La violence des réactions confirme que « ses livres relèvent de la santé publique (3) » parce que « Houellebecq utilise la cendre du marché pour nous entraîner dans des romans éblouissants (4) ». Pourvu d’un style moins terne, moins austère, que dans Les Particules élémentaires (5), Soumission comporte quatre niveaux de compréhension. La plus lisible se concentre sur le héros, François. Ce quadragénaire, expert de l’œuvre de Joris-Karl Huysmans, enseigne à La Sorbonne et traîne en permanence la victimisation surmoderne du libéralisme, cette « idéologie des individus libres luttant tous contre tous (6) ». Vivant dans une morne existence casanière, François dépense son temps entre ses cours de littérature, des loisirs marchands aliénants et ses amours éphémères avec quelques-unes de ses étudiantes. Il symbolise surtout une dépolitisation accomplie, conséquence inéluctable de l’ignorance de l’histoire : « Je ne connaissais au fond pas bien l’histoire, au lycée j’étais un élève inattentif et par la suite je n’avais jamais réussi à lire un livre d’histoire, jamais jusqu’au bout (p. 104). » François agit en véritable monade solitaire, en indéniable atome social. Tant envers Myriam, sa jeune amante juive qui va bientôt s’installer en Israël, qu’envers les prostituées sollicitées (Nadia, Babeth, Rachida et Luisa), voire à l’égard de Sylvie, la dernière compagne de son père défunt ou au moment de la brusque disparition de sa mère à Nevers, le héros exprime un détachement constant qui le ballote d’événement en événement. En Occidental atteint d’épuisement existentiel propre à la logique libérale, François se trouve par conséquent « incapable de fournir un sens, une voie à la réconciliation de l’individu avec son semblable dans une communauté que l’on pourrait qualifier d’humaine (7) ». Après un séjour ennuyeux dans un monastère au cours duquel à rebours du parcours de Huysmans, il perd les ultimes bribes d’une foi chrétien déclinante, il semble finalement éprouver dans l’islam un confort global qui ne le ferait « rien à regretter (p. 300) ».
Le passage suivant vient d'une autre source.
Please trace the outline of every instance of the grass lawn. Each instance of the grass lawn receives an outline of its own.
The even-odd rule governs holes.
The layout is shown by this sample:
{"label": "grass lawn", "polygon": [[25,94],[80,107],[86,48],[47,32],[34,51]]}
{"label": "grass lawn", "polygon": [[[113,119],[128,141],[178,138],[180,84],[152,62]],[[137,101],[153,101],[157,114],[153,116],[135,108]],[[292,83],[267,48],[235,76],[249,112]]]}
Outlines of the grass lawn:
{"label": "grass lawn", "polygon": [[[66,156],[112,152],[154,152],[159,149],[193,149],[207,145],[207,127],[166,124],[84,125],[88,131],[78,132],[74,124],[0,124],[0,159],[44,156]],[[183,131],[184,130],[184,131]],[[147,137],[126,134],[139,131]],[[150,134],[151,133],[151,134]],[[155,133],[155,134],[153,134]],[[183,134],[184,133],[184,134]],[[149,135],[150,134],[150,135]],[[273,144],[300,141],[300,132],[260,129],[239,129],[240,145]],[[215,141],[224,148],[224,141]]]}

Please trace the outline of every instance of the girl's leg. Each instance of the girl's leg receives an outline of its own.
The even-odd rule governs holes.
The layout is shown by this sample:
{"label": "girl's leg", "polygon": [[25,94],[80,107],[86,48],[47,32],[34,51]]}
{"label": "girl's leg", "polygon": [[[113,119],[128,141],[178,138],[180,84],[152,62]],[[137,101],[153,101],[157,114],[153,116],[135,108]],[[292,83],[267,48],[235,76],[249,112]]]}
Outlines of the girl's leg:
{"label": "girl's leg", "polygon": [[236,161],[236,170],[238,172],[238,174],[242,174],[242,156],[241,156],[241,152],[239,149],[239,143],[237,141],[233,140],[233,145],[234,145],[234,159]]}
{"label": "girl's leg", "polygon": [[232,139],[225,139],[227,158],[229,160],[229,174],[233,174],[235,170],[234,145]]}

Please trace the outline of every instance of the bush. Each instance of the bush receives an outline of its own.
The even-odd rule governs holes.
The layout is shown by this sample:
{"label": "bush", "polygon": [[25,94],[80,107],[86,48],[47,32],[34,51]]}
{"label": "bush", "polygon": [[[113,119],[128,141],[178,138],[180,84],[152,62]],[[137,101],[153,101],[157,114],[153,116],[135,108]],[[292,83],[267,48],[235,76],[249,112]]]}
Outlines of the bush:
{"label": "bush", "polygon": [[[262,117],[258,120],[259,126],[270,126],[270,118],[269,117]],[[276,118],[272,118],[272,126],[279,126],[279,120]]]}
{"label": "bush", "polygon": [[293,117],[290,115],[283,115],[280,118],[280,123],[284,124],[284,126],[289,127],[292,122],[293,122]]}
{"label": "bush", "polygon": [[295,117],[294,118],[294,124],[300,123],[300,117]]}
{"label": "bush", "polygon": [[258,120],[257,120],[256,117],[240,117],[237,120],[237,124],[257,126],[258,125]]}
La deuxième approche du roman est politique. Réélu en 2017 face à Marine Le Pen, François Hollande poursuit son impéritie gouvernementale si bien que cinq ans plus tard, son candidat, Manuel Valls, et celui de l’U.M.P., Jean-François Copé, revenu d’entre les morts, sont évincés du second tour au profit d’une Le Pen qui culmine à 34,1 % et de Mohammed Ben Abbes, le candidat de la Fraternité musulmane (22,3 %).
Fondée en 2017, « la Fraternité musulmane avait veillé à conserver un positionnement modéré, ne soutenait la cause palestinienne qu’avec modération, et maintenait des relations cordiales avec les autorités religieuses juives. Sur le modèle des partis musulmans à l’œuvre dans les pays arabes, modèle d’ailleurs antérieurement utilisé en France par le Parti communiste, l’action politique proprement dite était relayée par un réseau dense de mouvements de jeunesse, d’établissements culturels et d’associations caritatives (pp. 51 – 52) ».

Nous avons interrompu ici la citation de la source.